This comprehensive article delves into viral hepatitis, with a thorough understanding of each hepatitis strain, emphasising their distinct characteristics and shedding light on how they are diagnosed and prevented.

---

Case study

A 42-year-old patient with a medical history of no previous history of liver disease or chronic illnesses. Non-smoker and occasional alcohol consumer.

Case presentation

The patient reported experiencing fatigue, loss of appetite, jaundice (yellowing of the skin and eyes), and dark urine for the past two weeks. He visited his primary care physician due to the persistence of symptoms. Physical examination revealed jaundice and mild tenderness in the upper right abdomen.

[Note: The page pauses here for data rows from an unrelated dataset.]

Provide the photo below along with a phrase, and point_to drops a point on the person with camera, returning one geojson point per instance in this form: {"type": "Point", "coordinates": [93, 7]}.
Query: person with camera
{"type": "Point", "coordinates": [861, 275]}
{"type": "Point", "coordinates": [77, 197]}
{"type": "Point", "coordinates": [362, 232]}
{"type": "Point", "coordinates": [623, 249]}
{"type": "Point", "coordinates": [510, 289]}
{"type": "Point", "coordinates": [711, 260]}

His blood tests indicated elevated liver enzymes (AST and ALT), suggesting liver inflammation.

Diagnostic investigations

1. Blood tests- Mr. X underwent serological tests to detect specific viral markers. Results revealed high levels of hepatitis B surface antigen (HBsAg) and antibodies to hepatitis B core antigen (anti-HBc IgM), indicating an acute hepatitis B infection.
2. Imaging studies- An abdominal ultrasound was conducted to assess the liver's condition, ruling out any structural abnormalities or complications such as cirrhosis or liver cancer.
3. Liver biopsy (If required)- In some cases, a liver biopsy might be recommended to assess the extent of liver damage and guide treatment decisions. Upon confirming acute hepatitis B infection, the treatment approach focused on supportive care and managing symptoms.

Treatment Plan

1. Rest and hydration: Advised adequate rest and increased fluid intake to support liver function.
2. Avoidance of hepatotoxic substances: Instructed to refrain from alcohol consumption and certain medications that might further stress the liver.
3. Monitoring: Regular follow-up visits were scheduled to monitor liver function tests and the progression of the infection.
4. Antiviral therapy (if indicated): In certain cases, antiviral medications may be prescribed to suppress viral replication and reduce the risk of chronic infection.
5. Patient outcome and follow-up: Over the subsequent weeks, Mr. X demonstrated gradual improvement in his symptoms. Follow-up blood tests indicated a decline in liver enzymes, suggesting resolution of the acute phase of hepatitis B infection. He was counselled on the importance of vaccination against hepatitis B to prevent future infections and transmission to others.

---

Viral hepatitis 

The liver is essential for removing toxins from the blood, storing vitamins, and producing hormones along with other functions. Viral hepatitis can disrupt these important processes, causing various health concerns.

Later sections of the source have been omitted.